Thursday, April 30, 2015

MP seeks rly's help to prevent accidents of Asiatic lions.

Last Updated at 13:32 IST
MP Parimal Nathwani has requested the to speed up work of barbed wire fencing near railway tracks in Gujarat's Amreli district to avoid accidents and enable free movement of Asiatic lions and other animals of the Gir forest.

Nathwani, in a letter written to Railway Minister Suresh Prabhu, has also requested for construction of an under passage for the movement of lions in Amreli.

The barbed wire fencing on a 30-km stretch near the railway track in Amreli is required to save the lives of Asiatic lions, he said in the letter.

The Gir national park and wildlife sanctuary in western is the only habitat for Asiatic lions.

Notably, three Asiatic lion cubs were crushed to death under a goods train near Pipavav station in Amreli last week.

The accident had occurred when a lioness and three cubs were crossing the railway track near Rampara village close to Pipavav as the train was going to Surendranagar, Nathwani mentioned in his letter.

He also cited some earlier mishaps in which two lionesses were run over by a goods train near Pipavav in January 2014, a lion was mowed down by a train near Savarkundla in February last year and a cub was crushed to death by a goods train near Bherai at Rajula in May.

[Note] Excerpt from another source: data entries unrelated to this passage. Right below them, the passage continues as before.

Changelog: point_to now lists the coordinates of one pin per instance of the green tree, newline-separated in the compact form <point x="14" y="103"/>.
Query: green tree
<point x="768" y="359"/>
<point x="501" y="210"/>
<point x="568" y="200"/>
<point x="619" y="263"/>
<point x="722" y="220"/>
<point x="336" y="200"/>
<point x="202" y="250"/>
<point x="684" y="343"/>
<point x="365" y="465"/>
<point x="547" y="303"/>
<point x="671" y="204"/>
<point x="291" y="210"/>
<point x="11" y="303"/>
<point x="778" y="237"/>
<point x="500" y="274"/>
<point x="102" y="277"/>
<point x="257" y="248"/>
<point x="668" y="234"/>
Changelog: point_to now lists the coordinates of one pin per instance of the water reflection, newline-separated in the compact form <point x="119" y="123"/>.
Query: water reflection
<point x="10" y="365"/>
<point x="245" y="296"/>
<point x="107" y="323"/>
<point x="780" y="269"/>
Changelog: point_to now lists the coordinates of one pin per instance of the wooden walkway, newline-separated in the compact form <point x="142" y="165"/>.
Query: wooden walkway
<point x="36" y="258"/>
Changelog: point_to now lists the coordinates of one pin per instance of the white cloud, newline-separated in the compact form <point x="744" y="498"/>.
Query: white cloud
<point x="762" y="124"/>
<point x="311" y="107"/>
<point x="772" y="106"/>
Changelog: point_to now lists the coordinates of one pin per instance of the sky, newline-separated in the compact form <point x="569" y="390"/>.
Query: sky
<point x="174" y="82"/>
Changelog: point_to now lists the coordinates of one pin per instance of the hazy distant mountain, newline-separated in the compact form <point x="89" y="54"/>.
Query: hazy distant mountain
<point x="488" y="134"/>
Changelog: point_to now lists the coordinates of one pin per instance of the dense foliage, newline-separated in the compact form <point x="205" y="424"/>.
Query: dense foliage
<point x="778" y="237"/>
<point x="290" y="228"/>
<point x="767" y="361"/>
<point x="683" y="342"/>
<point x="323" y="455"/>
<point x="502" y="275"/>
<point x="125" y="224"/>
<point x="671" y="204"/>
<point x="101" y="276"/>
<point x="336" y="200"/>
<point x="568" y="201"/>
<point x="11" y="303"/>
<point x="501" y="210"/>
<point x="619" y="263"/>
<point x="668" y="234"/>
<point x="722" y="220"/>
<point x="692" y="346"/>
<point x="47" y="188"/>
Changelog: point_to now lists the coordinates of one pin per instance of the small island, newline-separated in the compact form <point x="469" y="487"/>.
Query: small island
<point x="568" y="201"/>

Nathwani said that the officials had earlier assured that the speed of trains near Gir forest in Amreli would be reduced but it has not happened leading to accidents involving the Asiatic lions.

Nathwani requested Prabhu to also consider the demand of not running goods trains during morning and evening hours when there is more movement of lions on rail track in Amreli.

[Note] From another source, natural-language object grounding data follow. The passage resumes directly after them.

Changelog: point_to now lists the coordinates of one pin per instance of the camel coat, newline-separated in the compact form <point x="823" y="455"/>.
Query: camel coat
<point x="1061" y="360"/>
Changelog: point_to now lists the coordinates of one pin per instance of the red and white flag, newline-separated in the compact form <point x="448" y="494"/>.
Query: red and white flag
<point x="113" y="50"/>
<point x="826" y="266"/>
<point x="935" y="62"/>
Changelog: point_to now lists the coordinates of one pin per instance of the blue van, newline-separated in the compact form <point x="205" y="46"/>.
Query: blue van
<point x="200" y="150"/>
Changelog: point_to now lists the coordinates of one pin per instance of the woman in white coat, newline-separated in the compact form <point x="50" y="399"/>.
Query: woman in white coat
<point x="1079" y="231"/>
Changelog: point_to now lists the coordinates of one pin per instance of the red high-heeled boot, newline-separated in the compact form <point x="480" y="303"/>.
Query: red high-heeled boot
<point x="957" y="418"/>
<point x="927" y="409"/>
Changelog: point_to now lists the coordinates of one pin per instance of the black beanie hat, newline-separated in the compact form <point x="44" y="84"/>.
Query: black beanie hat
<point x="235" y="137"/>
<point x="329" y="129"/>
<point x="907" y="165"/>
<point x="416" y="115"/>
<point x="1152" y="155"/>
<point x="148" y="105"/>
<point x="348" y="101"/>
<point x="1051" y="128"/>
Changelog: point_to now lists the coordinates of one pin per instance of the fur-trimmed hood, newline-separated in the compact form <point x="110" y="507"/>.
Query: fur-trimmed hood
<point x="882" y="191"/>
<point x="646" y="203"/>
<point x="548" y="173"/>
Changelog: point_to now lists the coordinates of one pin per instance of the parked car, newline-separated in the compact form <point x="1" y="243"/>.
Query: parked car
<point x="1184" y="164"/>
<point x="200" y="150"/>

He also demanded that training be imparted to more train drivers to sensitise them about lions, on why the big cats need to be protected and what can they (drivers) can do to ensure the safety of animals, if found on tracks.

The lion population has steadily increased in Gir forest, more than doubling from a low of 180 in 1974 to 411 big cats as of April 2010, sources said.

Nearly 100-150 lions have permanently settled in the coastal areas around Rajula and Jafrabad towns of Amreli.